By Douwe Miedema
NEW YORK, Jan 29 (Reuters) - Twenty casually clad men crowd around a screen at derivatives broker GFI, shouting prices at each other and to clients on the phone.
It is one of the noisiest parts of a male-dominated trading floor where shoeshiners crouch in a corner, smells waft as caterers bring around food, and one man gets a back massage at his desk.
At rival ICAP, a huge whiteboard on a wall has names of banks scribbled all over it, with prices of trades behind them. Every so often, a trader gets up, erases a number, and adds a new one with a marker pen.
Even as regulators around world are bringing the opaque and clubby $630 trillion derivatives business into the open, there will likely remain vestiges of old-school trading practices such as brokering deals over the phone.
U.S. regulators had originally limited “voice broking” in a proposal issued in early 2011.
The thought was that the practice - in which brokers work the phones to match buyers and sellers of often thinly traded and complex financial products - runs counter to efforts to shed light on so far unregulated derivatives.
But the industry fought back, arguing that these phone calls do not give rise to shady deals. They also contend that many of these derivatives deals are so customized that they need a human touch, not just an electronic execution of a trade.
The brokers are expressing hope that the top U.S. derivatives regulator - the Commodity Futures Trading Commission (CFTC) - has listened, and is now poised to soften the restriction on voice broking in the coming weeks.
“The misconception is that voice-brokerage is bilateral. The misconception is that Goldman calls up GFI to connect them with JPMorgan, whispering in the phone,” Chris Giancarlo, GFI’s head of strategy, said in an interview.
But no trader at these banks would pay a broker just to speak to another firm, he said. “Why pay a broker? You only go to a broker because you want to see the whole market.”
In the future, all but the most exotic derivatives will need to be traded on exchange-like platforms, which firms like ICAP and GFI hope to run. Still up for debate is how much of the trading can take place over the phone.

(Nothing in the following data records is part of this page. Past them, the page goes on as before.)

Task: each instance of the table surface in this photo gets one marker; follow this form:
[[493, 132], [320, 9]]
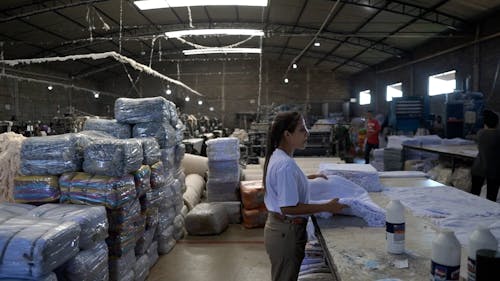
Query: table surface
[[358, 252], [469, 151]]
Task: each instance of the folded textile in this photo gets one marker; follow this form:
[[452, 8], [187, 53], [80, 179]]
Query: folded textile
[[142, 110], [36, 189], [87, 265], [51, 155], [162, 132], [83, 188], [112, 127], [113, 157], [142, 179], [91, 219], [33, 248], [151, 150]]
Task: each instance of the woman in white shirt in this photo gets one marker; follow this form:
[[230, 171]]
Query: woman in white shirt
[[287, 197]]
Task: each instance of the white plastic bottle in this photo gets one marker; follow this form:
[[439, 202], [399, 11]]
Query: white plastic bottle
[[445, 259], [480, 239], [395, 227]]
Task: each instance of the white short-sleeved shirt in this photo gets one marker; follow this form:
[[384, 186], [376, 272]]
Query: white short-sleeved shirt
[[286, 184]]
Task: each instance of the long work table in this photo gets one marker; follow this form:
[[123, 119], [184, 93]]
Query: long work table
[[356, 252]]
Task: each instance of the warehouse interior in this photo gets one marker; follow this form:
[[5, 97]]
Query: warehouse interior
[[220, 70]]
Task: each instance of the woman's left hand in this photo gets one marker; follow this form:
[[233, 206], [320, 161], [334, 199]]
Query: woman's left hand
[[313, 176]]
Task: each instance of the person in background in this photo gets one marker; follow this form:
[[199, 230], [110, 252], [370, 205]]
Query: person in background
[[287, 197], [487, 163], [372, 131]]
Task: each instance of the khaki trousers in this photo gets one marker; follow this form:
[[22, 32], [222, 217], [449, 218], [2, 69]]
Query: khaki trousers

Unregulated derivatives - used to hedge risk, but mainly a playground for speculators - were at the heart of the 2007 financial crisis, when a sudden crash in these complex financial instruments caused hefty losses at banks.
Wall Street banks such as JPMorgan, Citibank and Bank of America are the main dealers, but ICAP and GFI are among a handful of matchmakers that broker trades between buyers and sellers of derivatives.
Known as interdealer brokers, they enable the banks to trade without having to pick up the phone to talk to their arch rivals, and risk disclosing commercial information.
The actual broking takes place over the phone, but prices are often entered into an electronic system as soon as a deal has taken place, for all to see.
They charge a fee - typically in the order of $20 to $60 - for each trade they bring about, but they do not trade themselves. Tullett Prebon, Tradition and BGC are the other main players.
Sharing annual turnover of some $8 billion, the five brokers run a modest industry, but are an important part of the market, with the lion’s share of the trillions of dollars worth of trading passing through their hands each year.
Bart Chilton, one of the CFTC’s five commissioners who will decide the issue, said last year at a conference in New York that he was in favor of keeping voice broking in place.
“I stand by what I said that we need to allow voice brokers. That said, it doesn’t mean we shouldn’t have transparency and reporting of voice brokers,” Chilton told Reuters in an emailed statement this week.
In the coming weeks, the CFTC is due to decide on voice broking when it votes on final rules for the new swap trading platforms, known as Swap Excecution Facilities (SEF).
But even if hard lobbying by firms such as GFI and ICAP has saved voice broking for now, the industry recognizes that market forces mean the practice is inevitably on the decline.
Global rules on derivatives and the 2010 Dodd-Frank financial reform law give preference to more standardized swap products that can be traded on electronic platforms so as to increase transparency.
ICAP made more money from electronic broking and other services than from voice broking in 2012 at an operating profit level, the company’s annual report shows.
New entrants such as Bloomberg, Tradeweb (which is majority-owned by Thomson Reuters ) and MarketAxess also form a threat, aiming to become SEFs and offering electronic platforms without relying much on phone trading.
“Market parties want more transparency... It’s just a business evolution,” Lee Olesky, Tradeweb’s chief executive officer said in an interview.
Cutting down on voice broking could also mean higher margins for the firms. For each trade they match, a broker takes home roughly half of the fee. As a result, these companies spend more on compensation even than investment banks.
Still, with the market forces shifting, it will not be immediately clear if and when the noisy trading floors will become a thing of the past.
“It’s going to continue to evolve and ... the real big change is not going to be super-apparent for another year to 18 months after the rules are finalised,” said Tradeweb’s Olesky.